Конвульсивная судорога сжала ей горло, но она удержалась от рвоты и встала.
Солдат не двигался.
По дороге с гулом проносились редкие машины. Высокие темные ели стояли вокруг стеной, а сумерки сгустились настолько, что в двадцати шагах лес был непрогляден.
Аня подхватила свою сумочку и бросилась к дороге, но споткнулась и упала, раздирая колени об узловатые корни деревьев. Она растянулась на мягкой пахучей земле и встать уже не смогла, потому что мозг пронзила неожиданная мысль — просто так бежать нельзя. Это глупо. Теперь бежать не от кого. Да, просто глупо бежать.

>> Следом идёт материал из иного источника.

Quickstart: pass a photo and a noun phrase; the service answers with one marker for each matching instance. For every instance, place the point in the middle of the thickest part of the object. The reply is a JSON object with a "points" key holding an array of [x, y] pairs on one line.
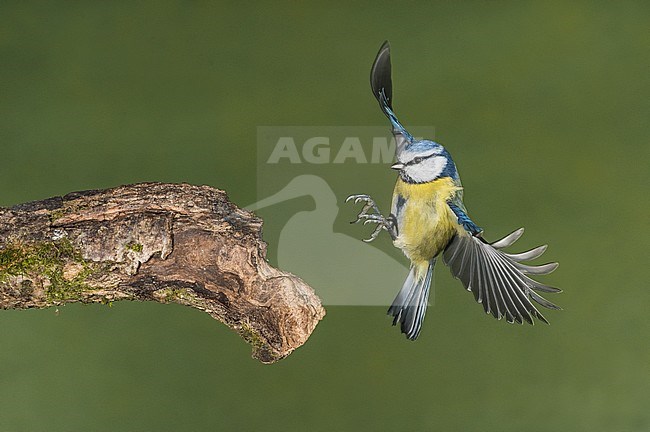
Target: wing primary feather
{"points": [[515, 289], [524, 291], [510, 304], [508, 240], [538, 269], [528, 255]]}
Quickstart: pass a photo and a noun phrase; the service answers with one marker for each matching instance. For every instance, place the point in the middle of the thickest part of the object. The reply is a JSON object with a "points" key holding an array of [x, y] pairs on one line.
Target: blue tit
{"points": [[428, 219]]}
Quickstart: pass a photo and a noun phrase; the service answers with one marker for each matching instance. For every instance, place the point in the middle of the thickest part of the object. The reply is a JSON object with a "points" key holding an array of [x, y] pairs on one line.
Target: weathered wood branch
{"points": [[161, 242]]}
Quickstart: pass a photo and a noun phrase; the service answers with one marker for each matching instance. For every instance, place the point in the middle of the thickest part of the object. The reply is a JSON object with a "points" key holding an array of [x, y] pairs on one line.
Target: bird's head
{"points": [[424, 161]]}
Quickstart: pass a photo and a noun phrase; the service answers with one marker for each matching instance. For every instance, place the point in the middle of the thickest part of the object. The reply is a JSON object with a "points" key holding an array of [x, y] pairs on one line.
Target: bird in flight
{"points": [[428, 219]]}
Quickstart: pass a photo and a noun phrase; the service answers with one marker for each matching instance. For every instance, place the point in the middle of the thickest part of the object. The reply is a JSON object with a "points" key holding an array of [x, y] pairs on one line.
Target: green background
{"points": [[544, 106]]}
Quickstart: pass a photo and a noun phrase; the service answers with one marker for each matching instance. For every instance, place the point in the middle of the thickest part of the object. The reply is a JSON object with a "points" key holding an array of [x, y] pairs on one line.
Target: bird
{"points": [[428, 220]]}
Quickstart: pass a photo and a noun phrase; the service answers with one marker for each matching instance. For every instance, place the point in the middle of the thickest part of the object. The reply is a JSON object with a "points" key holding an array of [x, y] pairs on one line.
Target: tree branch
{"points": [[154, 241]]}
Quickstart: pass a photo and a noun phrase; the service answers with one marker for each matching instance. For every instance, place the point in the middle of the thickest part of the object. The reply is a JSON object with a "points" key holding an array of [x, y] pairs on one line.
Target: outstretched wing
{"points": [[498, 279], [382, 87]]}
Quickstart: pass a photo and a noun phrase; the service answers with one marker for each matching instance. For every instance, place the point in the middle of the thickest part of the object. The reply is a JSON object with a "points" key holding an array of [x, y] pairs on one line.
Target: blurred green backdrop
{"points": [[544, 105]]}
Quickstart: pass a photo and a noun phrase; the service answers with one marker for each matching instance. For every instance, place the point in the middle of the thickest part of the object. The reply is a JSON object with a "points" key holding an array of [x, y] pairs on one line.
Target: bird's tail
{"points": [[410, 305], [382, 87]]}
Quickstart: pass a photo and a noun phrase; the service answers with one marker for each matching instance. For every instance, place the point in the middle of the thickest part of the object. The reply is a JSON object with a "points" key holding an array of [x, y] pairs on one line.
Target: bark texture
{"points": [[154, 241]]}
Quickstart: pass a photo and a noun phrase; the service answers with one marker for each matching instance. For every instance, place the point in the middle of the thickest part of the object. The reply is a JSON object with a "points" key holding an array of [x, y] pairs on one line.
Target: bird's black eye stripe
{"points": [[419, 159]]}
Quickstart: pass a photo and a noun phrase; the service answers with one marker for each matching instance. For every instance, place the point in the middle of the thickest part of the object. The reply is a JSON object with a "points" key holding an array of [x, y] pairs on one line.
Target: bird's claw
{"points": [[369, 217]]}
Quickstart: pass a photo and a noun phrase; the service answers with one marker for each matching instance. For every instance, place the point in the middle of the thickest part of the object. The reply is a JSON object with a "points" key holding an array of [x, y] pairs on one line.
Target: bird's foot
{"points": [[370, 214]]}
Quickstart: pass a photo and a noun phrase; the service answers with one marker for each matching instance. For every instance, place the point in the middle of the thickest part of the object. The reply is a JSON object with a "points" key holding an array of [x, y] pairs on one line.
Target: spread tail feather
{"points": [[410, 305]]}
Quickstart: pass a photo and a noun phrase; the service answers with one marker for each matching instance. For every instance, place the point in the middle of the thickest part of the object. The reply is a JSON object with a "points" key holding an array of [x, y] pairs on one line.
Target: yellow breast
{"points": [[427, 222]]}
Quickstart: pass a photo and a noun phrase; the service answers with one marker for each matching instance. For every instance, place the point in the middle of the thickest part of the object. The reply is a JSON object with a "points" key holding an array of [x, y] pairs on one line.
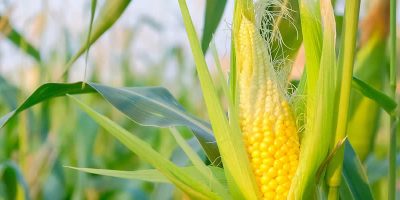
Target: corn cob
{"points": [[267, 123]]}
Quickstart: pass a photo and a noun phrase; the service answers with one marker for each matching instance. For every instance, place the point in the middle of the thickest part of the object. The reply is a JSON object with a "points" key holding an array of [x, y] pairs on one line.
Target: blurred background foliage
{"points": [[145, 47]]}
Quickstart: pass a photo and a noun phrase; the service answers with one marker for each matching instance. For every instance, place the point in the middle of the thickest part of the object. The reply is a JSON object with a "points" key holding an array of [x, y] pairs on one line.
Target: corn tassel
{"points": [[266, 120]]}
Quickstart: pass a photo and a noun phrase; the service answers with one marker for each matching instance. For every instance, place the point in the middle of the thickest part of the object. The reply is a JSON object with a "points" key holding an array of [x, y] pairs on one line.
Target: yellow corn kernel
{"points": [[266, 120]]}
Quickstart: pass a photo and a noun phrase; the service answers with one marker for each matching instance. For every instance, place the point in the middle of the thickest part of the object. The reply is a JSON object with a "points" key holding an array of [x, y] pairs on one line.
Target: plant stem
{"points": [[346, 63], [393, 120]]}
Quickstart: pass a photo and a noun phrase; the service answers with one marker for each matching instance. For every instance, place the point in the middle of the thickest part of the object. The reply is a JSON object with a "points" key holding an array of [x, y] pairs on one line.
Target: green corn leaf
{"points": [[312, 38], [198, 163], [8, 93], [354, 175], [152, 175], [148, 106], [321, 119], [18, 39], [387, 103], [228, 136], [213, 15], [187, 183], [110, 12], [364, 112]]}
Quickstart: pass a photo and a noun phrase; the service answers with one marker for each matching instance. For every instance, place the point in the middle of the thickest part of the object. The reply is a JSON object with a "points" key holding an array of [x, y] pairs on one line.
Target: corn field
{"points": [[299, 103]]}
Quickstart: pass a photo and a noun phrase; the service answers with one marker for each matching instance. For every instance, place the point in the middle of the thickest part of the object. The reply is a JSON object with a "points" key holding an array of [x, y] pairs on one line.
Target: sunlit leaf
{"points": [[185, 181], [149, 106], [151, 175]]}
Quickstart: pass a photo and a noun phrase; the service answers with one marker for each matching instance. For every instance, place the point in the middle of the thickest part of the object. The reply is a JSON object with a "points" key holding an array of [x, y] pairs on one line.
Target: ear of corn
{"points": [[266, 120]]}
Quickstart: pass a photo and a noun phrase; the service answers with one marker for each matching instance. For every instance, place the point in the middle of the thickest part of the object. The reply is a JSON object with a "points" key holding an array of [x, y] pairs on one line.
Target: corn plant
{"points": [[272, 139]]}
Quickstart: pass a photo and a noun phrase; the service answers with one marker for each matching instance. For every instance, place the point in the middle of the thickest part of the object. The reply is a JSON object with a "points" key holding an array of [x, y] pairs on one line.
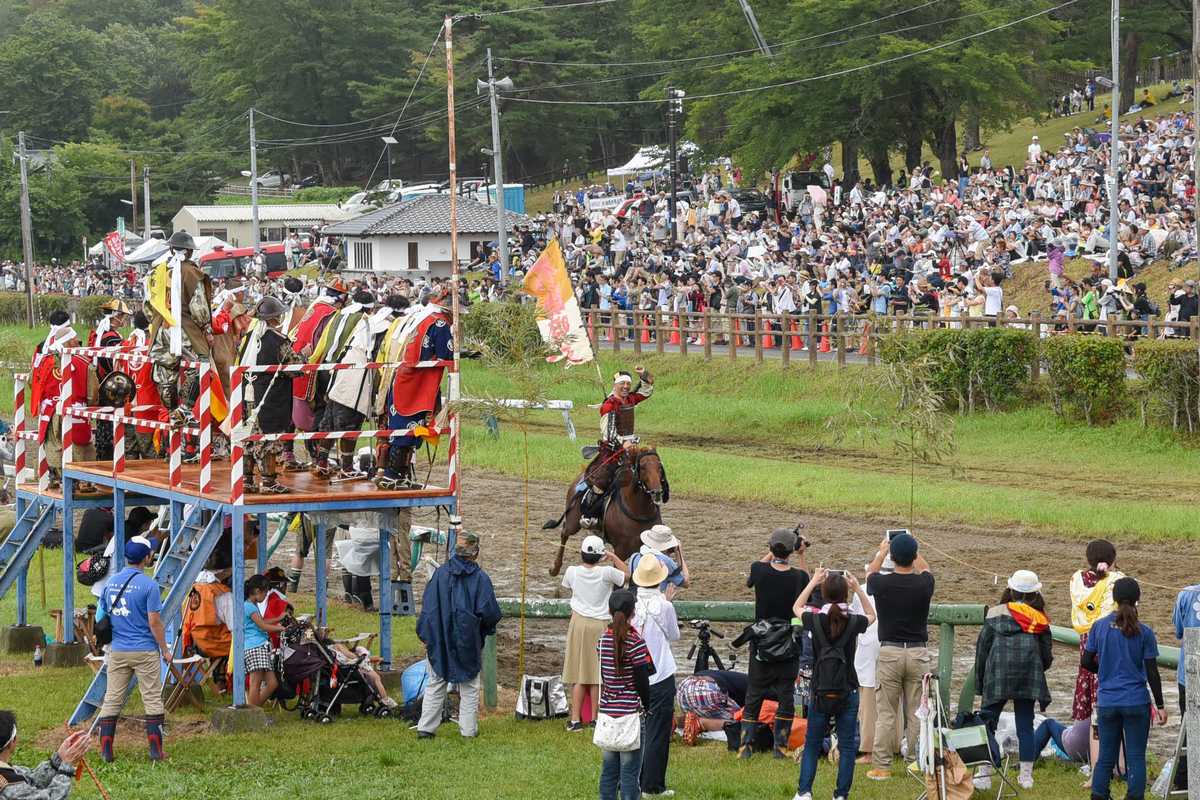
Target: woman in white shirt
{"points": [[591, 583]]}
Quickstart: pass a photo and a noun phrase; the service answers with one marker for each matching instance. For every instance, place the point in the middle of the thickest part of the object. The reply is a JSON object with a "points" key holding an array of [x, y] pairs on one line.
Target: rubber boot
{"points": [[107, 734], [783, 731], [745, 747], [154, 738]]}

На четвереньках она отползла за толстый ствол дерева, прижалась к нему и передохнула. Потом осторожно выглянула.
Солдат лежал все так же, только темное пятно расплывалось почти на всю спину.
Убила, сказал Ане кто-то посторонний. Убила и будешь сидеть в тюрьме. Или в колонии для малолетних преступников. Будешь сидеть так же, как два года назад посадили продавщицу Аллу, которая столовым ножиком запорола своего двоюродного брата. И хоть доказано было, что тот пытался ее по пьянке изнасиловать, Аллу посадили. Превышение меры самообороны — так, кажется, бормотали на суде.